E Sistematika Penulisan
                        Sistematika Penulisan makalah ini terdiri dari:
  1. Bab I Pendahuluan, yang meliputi:
a.      Latar Belakang masalah
b.      Rumusan Masalah
c.       Kajian Pustaka
d.      Metodologi, mencakup pembahasan:
i.        Pendekatan
ii. Pengumpulan Data
iii. Tekhnis Pembahasan
e.      Sistematika Penulisan
  1. Bab II Latar Belakang Pembaharuan Pemikiran Islam,meliputi:
a.      Kebangkitan Dunia Islam
b.      Sebab-sebab terjadinya Pembaharuan Pemikiran Islam, mencakup:
i.        Tumbuhnya Kesadaran berideologi
ii. Tumbuhnya Kesadaran di Bidang Politik dan ekonomi
iii. Menghidupkan Kembali Masjid sebagai Pusat Pembinaan Umat
  1. Bab III Aspek-aspek Pembaharuan dalam Pemikiran Islam, Meliputi:
a.      Bidang Keagamaan (theologi)
b.      Bidang Politik
c.       Bidang hokum dan HAM
d.      REkonstruksi Fungsi Akal
  1. Bab IV Pengaruh Pemikiran dan Pembaharuan di Dunia Islam
  2. Bab V Kesimpulan dan Penutup

BAB II
LATAR BELAKANG PEMBAHARUAN PEMIKIRAN ISLAM

A. Kebangkitan Dunia Islam
            Tidak lama setelah kedudukan Dunia Islam sampai pada titik terendah dan hina, pada awal abad XX timbul sengketa diantara Negara-negara Islam, sehingga pecahlah Perang Dunia I yang disusul dengan Perang Dunia II yang mengubah peta politik dunia pada waktu itu yang akhirnya cendenerung menguntungkan dunia Islam.
            Kedatangan Napoleon ke Mesir menjadi satu peristiwa penting yang menandai terbitnya zaman baru diberbagai bidang, yang sepenuhnya berbeda dengan masa lalu. Sambil membawa perlengkapan lain, penyerbu daru Perancis ini membawa mesin cetak berbahasa Arab yang ia rampas dari Vatikan ke Kairo.
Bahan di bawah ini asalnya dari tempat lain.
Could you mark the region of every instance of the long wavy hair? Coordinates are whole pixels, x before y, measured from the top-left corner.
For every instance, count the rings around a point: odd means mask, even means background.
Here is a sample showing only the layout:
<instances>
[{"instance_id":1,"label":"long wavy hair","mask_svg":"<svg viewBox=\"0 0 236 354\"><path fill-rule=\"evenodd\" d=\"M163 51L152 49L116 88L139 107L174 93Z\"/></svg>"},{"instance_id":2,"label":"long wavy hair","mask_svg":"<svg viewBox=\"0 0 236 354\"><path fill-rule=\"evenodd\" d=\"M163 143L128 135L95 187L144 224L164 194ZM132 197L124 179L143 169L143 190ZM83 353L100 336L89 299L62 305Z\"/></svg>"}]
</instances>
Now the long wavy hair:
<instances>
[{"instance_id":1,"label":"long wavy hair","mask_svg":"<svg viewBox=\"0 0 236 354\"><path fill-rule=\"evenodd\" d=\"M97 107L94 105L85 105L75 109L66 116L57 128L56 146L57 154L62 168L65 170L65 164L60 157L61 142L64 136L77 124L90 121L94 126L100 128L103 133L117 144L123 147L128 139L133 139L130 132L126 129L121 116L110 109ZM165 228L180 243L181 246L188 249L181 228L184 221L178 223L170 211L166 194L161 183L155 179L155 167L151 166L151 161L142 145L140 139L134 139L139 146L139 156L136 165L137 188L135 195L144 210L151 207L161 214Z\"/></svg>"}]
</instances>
Dan mesin cetak ini merupakan mesin pertama yang dikenal di lembah sungai Nil, yang kemudian menyebabkan berkembangnya dunia percetakan di Mesir dengan sangat pesat sehingga didirikannya Matba’ah Bulaq (percetakan bulaq).[5]
            Kesempatan untuk bangkit dari keterpurukan ditandai dengan kemerdekaan yang tercapai oleh Negara-negara Islam silih berganti. Masa kedaulatan orang kulit putih telah berakhir disebabkan oleh kebudayaan mereka yang telah kehilangan  ruh. Mereka tidak lagi mempunyai konsepsi, dasr dan nilai yang dapat diberikan kepada kemanusiaan secara keseluruhan.
            Situasi ini dimanfaatkan oleh umat Islam untuk menoleh kembali kepada sejarah kejayaan mereka untuk menemukan identitas kembali setelah masa kegelapan sekaligus untuk mendapatkan bimbingan hidup dalam menghadapi keadaan dan persoalan yang serba sulit dan berat dalam dunia modern sekarang ini, untuk kembali kepada kejayaan terdahulu.[6]
                        Vitalitas baru di kalangan umat Islam ini juga membawa kebangkitan dalam arti religius diantara mereka. Umat berusaha untuk mengembalikan kemurnian ajaran agama Islam sebagai upaya untuk mendasari langkah-langkahpembaharuan sehingga hasilnya tetap mempunyai nilai-nilai yang dapat mernghiasi kemanusian secara utuh dan menyeluruh. Karena Islam memiliki ideology dan prinsip-prinsip tersendiri yang berhubungan dengan dogma, hokum, moral, cita hak dan kewajiban. Islam tidaklah bisa dibatasi oleh tempat, ras, kebangsaan atau warna kulit.[7]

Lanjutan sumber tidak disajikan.